I know Sahil is young, but not too young to have a past. I discover this one morning when he walks into the garden where I am sitting under the umbrella shaped tree with the “aunties,” the hotel’s landladies. I call them Aunty Peaches and Aunty Cream because they are so sweet and motherly. They are busy embroidering white muslin pillowcases with blue stitches that create a line of tiny prancing peacocks. Sahil chats with them and soon they’re chuckling. But when I get up to leave with him, one of them puts a finger in front of my face and wags it. Of course they know what is going on. But I suppose they need the rent I pay, small as it is, so they look the other way. Still, they feel they must express indignation. One says something that I interpre
t as rascal. The other nods vehemently.
Then the boy who fetches my egg every day tells me, “You are nice lady, better than French lady before.”
“Ohhh?” I say. Sahil gives the boy an angry look.
“So who is this French woman?” I try to sound casual, a little teasing.
“Only a woman who stays here.”
But in the late afternoon, when we are lying on the bed, watching the progress of the birds building their nest on my bookshelf, he tells me. “I was not telling you truth about French girl.” He’s propped up on a pillow, with his eyes closed as if this is all too much for him, and reaches blindly for the pack of cigarettes at his side.
“I wish you wouldn’t smoke,” I say. “It bothers the birds.”
“You are right,” he says and puts it down. “I care very much about this girl. When she goes back to France, she says she comes back. But she does not come back. She sends me a letter to say she marries to someone else. I was very sad.
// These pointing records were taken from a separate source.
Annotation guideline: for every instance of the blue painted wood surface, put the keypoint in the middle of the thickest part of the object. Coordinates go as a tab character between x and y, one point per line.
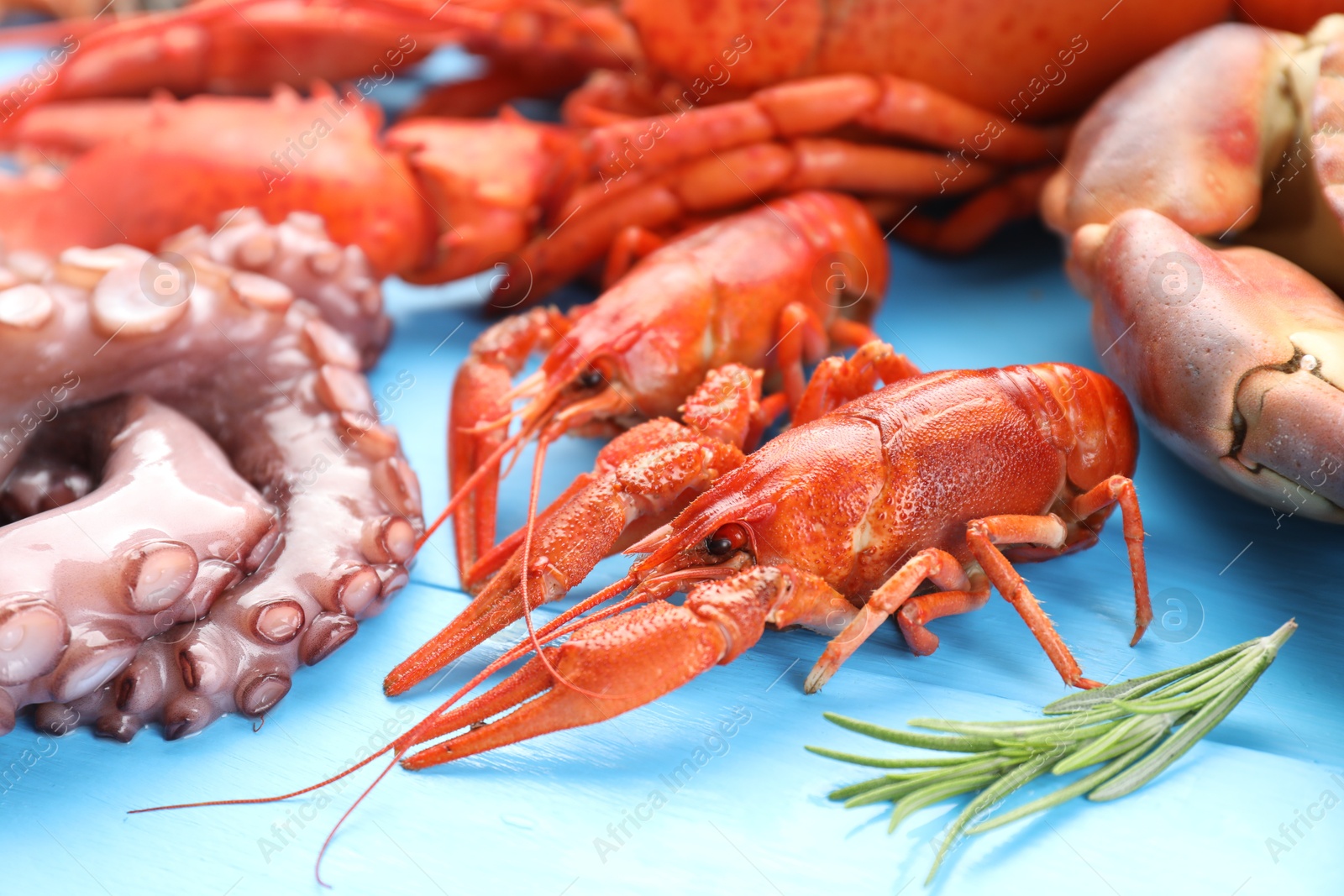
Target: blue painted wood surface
546	817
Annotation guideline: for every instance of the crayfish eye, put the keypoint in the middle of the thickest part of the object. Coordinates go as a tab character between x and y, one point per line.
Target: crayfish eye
726	539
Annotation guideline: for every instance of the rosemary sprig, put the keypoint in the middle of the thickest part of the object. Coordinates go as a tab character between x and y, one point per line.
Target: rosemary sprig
1136	728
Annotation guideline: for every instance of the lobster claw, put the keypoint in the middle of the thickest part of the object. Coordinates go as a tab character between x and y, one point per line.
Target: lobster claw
613	665
1236	356
642	479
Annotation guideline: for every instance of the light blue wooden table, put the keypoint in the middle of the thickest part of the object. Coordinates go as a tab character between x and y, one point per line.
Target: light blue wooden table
546	817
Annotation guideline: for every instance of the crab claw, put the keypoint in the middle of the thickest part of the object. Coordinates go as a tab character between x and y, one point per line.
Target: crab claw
615	665
1234	355
643	479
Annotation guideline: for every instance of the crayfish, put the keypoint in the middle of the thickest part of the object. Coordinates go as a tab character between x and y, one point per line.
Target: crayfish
909	501
1236	355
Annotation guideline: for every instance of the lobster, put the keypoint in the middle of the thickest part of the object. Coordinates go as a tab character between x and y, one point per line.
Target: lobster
1236	355
941	479
770	286
907	501
804	98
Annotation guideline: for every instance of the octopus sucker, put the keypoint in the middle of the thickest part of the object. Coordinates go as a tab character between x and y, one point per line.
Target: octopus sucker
128	553
208	402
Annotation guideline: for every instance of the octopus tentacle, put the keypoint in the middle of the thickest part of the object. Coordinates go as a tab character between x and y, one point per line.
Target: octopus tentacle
252	360
167	528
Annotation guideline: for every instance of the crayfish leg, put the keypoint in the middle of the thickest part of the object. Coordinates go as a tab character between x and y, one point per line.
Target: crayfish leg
1092	508
613	665
984	537
931	564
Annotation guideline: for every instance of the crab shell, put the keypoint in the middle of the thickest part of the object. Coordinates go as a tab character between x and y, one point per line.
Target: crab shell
1236	355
Not just sad, very angry. Sometimes I dream I go to see her in France and find her house and she answers the door and I kill her.”
“Kill her . . . what are you talking about?” I feel the heat rising to my face.
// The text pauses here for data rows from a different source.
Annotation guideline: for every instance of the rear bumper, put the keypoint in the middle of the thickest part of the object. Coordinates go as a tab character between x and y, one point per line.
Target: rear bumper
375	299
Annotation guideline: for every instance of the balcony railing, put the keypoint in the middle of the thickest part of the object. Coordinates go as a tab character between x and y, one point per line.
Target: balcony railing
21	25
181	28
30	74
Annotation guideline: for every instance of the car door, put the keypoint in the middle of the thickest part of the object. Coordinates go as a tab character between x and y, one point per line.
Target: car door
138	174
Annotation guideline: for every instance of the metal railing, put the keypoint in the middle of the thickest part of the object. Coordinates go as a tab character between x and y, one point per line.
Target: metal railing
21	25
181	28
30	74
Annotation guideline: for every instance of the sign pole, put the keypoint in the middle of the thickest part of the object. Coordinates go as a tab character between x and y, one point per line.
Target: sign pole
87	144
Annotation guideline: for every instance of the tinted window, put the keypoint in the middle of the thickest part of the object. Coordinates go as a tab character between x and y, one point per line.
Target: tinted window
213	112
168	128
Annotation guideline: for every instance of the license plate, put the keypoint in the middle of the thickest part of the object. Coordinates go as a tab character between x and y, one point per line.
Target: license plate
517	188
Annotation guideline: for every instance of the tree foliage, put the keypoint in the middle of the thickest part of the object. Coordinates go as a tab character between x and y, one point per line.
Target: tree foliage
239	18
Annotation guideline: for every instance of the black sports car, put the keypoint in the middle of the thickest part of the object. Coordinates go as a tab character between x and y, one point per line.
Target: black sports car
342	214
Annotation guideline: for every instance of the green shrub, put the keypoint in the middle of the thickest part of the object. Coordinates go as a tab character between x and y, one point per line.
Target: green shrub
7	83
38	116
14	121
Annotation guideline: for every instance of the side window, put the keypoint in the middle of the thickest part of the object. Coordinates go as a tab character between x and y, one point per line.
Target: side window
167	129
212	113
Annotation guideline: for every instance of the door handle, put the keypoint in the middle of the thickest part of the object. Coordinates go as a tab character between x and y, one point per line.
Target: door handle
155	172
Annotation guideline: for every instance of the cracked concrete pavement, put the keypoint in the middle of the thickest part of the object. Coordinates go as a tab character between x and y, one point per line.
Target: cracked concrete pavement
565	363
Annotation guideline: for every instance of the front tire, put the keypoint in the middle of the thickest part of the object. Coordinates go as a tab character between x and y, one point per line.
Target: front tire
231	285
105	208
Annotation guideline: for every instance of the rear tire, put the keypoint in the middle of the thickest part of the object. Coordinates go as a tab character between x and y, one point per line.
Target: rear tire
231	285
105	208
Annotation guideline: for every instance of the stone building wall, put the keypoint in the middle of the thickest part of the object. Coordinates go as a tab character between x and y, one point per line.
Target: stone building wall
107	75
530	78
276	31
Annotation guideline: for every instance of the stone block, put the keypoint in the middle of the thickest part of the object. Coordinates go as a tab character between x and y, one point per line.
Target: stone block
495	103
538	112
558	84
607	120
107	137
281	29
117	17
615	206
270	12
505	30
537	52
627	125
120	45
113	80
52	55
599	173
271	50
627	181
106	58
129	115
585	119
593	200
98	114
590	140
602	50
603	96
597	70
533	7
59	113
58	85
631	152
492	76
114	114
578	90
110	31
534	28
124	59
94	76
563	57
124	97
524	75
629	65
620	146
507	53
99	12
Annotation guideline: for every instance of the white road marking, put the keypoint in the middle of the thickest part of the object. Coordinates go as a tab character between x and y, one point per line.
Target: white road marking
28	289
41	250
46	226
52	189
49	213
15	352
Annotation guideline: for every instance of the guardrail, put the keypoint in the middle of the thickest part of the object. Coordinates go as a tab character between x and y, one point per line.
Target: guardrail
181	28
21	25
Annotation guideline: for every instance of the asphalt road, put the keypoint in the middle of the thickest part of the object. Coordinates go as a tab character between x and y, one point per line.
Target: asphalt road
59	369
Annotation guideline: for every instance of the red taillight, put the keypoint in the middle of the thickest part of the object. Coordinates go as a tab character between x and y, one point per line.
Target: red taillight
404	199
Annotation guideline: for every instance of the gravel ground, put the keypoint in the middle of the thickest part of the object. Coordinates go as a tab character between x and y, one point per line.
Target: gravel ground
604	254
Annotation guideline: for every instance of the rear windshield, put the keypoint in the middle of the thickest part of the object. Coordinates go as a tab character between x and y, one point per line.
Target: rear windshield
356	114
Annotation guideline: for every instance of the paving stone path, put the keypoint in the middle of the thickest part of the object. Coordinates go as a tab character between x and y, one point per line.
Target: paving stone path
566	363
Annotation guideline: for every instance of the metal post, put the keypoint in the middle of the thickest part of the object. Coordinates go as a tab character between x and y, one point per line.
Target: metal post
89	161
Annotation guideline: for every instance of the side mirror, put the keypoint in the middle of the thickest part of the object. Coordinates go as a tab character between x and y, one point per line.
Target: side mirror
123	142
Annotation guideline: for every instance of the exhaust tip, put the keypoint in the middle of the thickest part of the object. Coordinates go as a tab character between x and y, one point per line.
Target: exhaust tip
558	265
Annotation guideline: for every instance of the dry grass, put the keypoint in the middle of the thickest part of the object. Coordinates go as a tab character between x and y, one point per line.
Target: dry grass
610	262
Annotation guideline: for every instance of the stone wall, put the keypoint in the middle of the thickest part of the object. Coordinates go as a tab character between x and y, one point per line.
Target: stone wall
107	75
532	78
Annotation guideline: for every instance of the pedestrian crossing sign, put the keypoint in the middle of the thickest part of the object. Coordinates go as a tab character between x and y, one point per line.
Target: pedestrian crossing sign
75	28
“I only dream this I tell you. It is not my fault what I dream. I would not hurt anyone. I am not like my father who one time hits my mother.” He is agitated and gets up and pulls on his clothes quickly. “I must go. I have a job to paint pictures,” he says and moves toward the door.
One of the birds has dropped a twig in the middle of the floor. Sahil sees it, picks it up, then, holding it with two fingers as if it were a precious object, places it on the nest on the bookshelf. He looks at me, his handsome face is serious for once. “I am glad I find you,” he says. He kisses me on my shoulder before he goes out and shuts the door behind him.